With thanks to Professor Stefan Enchelmeier for providing me the more recent news on the fate of this ruling.

6 comments


  1. Rosalind English says:

    And thank you again for the PDF of the judgment, now linked in the post.

  2. Vela says:
  3. Rob Ellis says:

    Thank you very much for highlighting this ruling, which relates to the rules in place in Thuringia state last April (whereby the contact rules have been similar in all 16 federal states across Germany throughout the pandemic, and are stricter than ever at present).

    Since last spring German courts have played a very important role in scrutinising the executive regulations passed by the federal states (following coordination between state premiers and the federal government), and a number of rulings have helped correct overreaching policies by annulling unjustified and disproportionate restrictions on individual freedoms. This has been particularly important given the marginal rule played in the process by national and state legislatures.

    Just before Christmas 2020 the latter point was somewhat corrected, and the Protection Against Infections Act (InfSchG) mentioned in the blog was amended (https://www.gesetze-im-internet.de/ifsg/__28a.html) to create a more detailed and robust legal basis for federal states to pass C-19 regulations restricting basic freedoms. Whilst clearly not perfect, this extended legal basis does at least now help legitimise current and future restrictions, by setting out more explicitly the thresholds for and conditions attached to doing so. For example, the new Section 28a of the Act now requires all regulations to be time-limited to four weeks (with extension possible). It also stipulates that the restrictions may not result in the complete isolation of individuals or groups and that “a minimum of social contact must be guaranteed” (though this provision is, I believe, yet to be the subject of jurisprudence on current rules).

    There is broad political consensus in Germany that the Protection Against Infections Act needs to be overhauled to cope with future pandemics, by creating a firmer legal base for encroachments into basic rights. For now, the debate turns to vaccinating the population and questions around maintaining restrictions (or not) on those who have received the vaccine. But courts across the country will continue to play a role in ensuring a proportionate response to the pandemic, and it is indeed possible that one day landmark rulings in the national courts will help inform the future legislative framework.

    1. Rosalind English says:

      Thank you Rob for this very interesting and detailed response. I will certainly follow up your links.

  4. tyelko says:

    I’m sorry, but the this article is incorrect on several aspects.
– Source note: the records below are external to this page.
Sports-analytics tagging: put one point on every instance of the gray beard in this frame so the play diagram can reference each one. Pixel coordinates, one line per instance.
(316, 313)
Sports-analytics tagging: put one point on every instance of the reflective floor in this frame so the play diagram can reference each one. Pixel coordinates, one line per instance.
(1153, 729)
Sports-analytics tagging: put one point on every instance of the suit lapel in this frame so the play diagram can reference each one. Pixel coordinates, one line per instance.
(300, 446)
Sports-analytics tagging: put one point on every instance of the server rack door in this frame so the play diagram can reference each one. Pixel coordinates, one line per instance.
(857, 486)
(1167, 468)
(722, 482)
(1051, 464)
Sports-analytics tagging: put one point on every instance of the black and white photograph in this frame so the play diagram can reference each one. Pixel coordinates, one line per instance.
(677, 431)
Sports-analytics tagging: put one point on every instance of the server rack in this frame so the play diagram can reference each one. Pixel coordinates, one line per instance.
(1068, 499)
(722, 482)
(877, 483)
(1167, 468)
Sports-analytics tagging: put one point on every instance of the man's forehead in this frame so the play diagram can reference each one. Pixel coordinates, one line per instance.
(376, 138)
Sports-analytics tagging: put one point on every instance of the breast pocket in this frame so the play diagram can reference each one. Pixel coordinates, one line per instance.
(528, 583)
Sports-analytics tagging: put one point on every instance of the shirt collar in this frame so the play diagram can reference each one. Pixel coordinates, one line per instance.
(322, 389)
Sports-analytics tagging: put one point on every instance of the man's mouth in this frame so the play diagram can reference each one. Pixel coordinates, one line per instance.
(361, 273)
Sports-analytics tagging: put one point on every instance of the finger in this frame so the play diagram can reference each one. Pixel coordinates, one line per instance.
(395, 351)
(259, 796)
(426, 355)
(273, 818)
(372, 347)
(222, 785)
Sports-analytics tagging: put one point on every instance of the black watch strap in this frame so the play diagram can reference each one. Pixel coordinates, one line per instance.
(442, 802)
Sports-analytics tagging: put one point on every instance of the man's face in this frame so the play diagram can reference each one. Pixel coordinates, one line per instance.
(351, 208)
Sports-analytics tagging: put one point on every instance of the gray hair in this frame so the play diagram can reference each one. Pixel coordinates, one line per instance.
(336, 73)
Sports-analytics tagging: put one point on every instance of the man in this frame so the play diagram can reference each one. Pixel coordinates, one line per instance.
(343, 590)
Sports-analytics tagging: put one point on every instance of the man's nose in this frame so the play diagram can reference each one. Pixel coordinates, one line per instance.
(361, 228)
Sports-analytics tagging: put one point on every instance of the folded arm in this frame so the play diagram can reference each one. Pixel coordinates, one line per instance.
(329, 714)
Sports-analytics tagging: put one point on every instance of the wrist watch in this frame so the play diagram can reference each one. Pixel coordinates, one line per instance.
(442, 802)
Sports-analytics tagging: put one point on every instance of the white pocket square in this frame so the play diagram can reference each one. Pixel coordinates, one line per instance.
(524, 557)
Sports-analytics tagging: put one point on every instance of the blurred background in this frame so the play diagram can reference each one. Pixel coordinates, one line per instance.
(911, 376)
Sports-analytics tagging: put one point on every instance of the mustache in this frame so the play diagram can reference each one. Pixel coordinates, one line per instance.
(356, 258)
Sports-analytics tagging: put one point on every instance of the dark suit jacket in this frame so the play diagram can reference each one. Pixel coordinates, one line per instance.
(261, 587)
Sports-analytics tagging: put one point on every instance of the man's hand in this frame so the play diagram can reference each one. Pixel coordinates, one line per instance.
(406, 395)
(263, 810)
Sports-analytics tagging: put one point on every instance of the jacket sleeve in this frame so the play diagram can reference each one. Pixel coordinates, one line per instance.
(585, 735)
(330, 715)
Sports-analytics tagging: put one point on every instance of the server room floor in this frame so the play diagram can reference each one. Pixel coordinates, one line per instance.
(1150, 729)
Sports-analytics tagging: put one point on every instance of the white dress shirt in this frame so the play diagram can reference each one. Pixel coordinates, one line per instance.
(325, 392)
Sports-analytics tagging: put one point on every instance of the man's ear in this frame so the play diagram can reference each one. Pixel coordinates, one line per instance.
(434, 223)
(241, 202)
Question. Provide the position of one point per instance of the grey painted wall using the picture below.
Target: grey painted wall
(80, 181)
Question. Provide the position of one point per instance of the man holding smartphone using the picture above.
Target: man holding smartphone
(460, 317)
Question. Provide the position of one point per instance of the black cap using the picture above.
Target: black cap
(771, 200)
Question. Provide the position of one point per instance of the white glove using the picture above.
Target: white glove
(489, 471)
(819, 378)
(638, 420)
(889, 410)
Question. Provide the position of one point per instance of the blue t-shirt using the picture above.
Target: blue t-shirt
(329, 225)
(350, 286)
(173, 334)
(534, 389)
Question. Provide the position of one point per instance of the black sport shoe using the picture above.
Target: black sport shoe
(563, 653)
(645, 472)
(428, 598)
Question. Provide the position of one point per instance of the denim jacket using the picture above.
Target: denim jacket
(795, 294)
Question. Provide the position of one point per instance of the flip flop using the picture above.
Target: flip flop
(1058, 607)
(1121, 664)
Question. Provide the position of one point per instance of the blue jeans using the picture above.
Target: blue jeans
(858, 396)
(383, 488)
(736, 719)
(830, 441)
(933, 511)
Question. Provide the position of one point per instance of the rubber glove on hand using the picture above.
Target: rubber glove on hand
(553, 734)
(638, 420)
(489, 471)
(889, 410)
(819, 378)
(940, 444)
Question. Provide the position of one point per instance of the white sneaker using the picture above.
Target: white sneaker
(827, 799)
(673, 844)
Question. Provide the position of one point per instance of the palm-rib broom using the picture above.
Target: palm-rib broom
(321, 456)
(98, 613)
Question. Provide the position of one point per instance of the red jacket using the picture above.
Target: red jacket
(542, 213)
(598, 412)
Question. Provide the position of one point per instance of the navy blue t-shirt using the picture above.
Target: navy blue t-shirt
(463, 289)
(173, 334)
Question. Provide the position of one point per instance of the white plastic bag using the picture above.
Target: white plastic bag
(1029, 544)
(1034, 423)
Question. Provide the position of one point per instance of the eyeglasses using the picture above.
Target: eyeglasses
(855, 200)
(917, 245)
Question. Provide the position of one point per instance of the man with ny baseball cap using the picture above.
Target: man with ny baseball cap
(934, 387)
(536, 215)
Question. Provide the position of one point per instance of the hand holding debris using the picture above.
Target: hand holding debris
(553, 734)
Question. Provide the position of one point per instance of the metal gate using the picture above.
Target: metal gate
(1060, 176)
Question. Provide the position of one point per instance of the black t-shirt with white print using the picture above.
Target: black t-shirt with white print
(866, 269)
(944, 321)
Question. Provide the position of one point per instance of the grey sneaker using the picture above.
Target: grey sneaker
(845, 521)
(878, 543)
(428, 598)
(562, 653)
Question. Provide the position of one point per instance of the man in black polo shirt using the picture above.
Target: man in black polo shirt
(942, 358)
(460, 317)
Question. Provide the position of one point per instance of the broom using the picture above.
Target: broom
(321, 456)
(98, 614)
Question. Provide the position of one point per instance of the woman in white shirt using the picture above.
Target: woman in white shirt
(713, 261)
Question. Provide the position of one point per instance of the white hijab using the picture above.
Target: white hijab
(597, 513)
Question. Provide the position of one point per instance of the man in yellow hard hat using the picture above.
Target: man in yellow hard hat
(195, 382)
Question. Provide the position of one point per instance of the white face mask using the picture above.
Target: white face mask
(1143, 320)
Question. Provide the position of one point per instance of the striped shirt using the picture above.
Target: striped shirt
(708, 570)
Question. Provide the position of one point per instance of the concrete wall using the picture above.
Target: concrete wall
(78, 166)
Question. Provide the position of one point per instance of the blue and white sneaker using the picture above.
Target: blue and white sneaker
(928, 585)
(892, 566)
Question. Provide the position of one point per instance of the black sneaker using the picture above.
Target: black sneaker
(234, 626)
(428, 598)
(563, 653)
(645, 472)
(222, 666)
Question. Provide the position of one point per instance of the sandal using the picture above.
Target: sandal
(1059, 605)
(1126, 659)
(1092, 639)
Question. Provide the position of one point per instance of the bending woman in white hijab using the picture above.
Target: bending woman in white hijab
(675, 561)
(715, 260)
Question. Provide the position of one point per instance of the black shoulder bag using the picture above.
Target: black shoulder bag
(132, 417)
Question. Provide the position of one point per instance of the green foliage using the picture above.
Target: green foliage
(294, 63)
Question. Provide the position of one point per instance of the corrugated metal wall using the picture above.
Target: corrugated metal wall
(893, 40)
    The court didn’t address any medical facts, nor did it “meticulously examine” any studies. That’s patently impossible, since the court heard no experts. As such, the court was incapable of examining any medical studies “meticulously”, lacking any and all qualifications to do so.

    The statements by the court on medical facts lack any and all merit. They merely parrot tropes by critics and fly in the face of actual medical research and recommendations by experts.

    In fact, that the arguments by the court are illogical in and of themselves. Notably, the notion that “Failure to undergo surgery, inpatient treatment, doctor visits because patients feared infection with Covid-19.” has anything to do with lockdown measures and not, in fact, the pandemic itself, is absurd.

    It should also be noted that the German Constitutional Court already noted in a decision from November that the Constitution holds the Government to enact measures to protect life and prevent bodily harm.

    1. Rosalind English says:

      Thank you. I have amended the post to reflect your comments about medical evidence.